Un ancien légionnaire, qui avait été entendu dans le cadre de l'enquête sur la tuerie de Chevaline en 2012, dans les Alpes françaises, s'est suicidé, rapporte mercredi SkyNews.

Le 5 septembre 2012, Saad al-Hilli, 50 ans, ingénieur britannique d'origine irakienne travaillant dans le secteur de l'aéronautique et de la défense au Royaume-Uni, sa femme de 47 ans, et sa belle-mère âgée de 74 ans et de nationalité suédoise, avaient été tués de plusieurs balles dans leur voiture, sur une petite route forestière proche de Chevaline.

Un cycliste français, Sylvain Mollier, considéré par les enquêteurs comme une victime collatérale, avait également été abattu de plusieurs balles. Zainab, sept ans, la fille aînée du couple al-Hilli, avait été grièvement blessée tandis que sa petite soeur, Zeena, dissimulée sous les jambes de sa mère, s'en était miraculeusement sortie indemne.

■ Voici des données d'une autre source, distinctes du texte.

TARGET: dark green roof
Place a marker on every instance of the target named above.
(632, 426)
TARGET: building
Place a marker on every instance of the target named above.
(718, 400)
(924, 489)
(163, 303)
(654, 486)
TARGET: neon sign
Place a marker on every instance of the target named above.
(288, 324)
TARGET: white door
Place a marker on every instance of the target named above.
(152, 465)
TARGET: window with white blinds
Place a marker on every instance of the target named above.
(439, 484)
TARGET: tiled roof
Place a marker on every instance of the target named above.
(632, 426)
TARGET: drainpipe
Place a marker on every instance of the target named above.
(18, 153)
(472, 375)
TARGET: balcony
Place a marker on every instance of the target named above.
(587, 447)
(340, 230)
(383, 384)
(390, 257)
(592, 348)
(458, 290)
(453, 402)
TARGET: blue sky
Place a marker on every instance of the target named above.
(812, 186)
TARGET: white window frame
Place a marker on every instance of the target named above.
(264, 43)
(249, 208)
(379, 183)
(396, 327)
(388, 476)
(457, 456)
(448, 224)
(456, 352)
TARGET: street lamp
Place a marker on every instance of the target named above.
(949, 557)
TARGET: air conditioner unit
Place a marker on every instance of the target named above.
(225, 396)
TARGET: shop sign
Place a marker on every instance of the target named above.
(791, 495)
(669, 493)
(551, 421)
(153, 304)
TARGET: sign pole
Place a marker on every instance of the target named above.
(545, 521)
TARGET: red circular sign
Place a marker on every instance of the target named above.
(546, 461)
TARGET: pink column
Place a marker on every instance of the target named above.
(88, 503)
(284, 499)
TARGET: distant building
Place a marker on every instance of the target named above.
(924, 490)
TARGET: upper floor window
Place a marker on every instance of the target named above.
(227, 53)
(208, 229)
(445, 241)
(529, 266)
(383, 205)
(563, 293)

Un ancien légionnaire originaire d'Ugine (Savoie) âgé d'une cinquantaine d'année, dont le nom n'avait pas été cité auparavant mais qui avait été entendu dans le cadre de l'enquête, s'est manifestement suicidé au moyen d'une arme à feu. L'homme n'avait pas été considéré comme un suspect direct à l'époque, peut-on lire sur le site d'informations suisse 20 minutes.

L'homme a laissé une lettre d'adieu de six ou sept pages dans laquelle il raconte "avoir été perturbé" par l'audition et s'être senti accusé, aurait déclaré à l'AFP le procureur d'Annecy Eric Maillaud, selon SkyNews.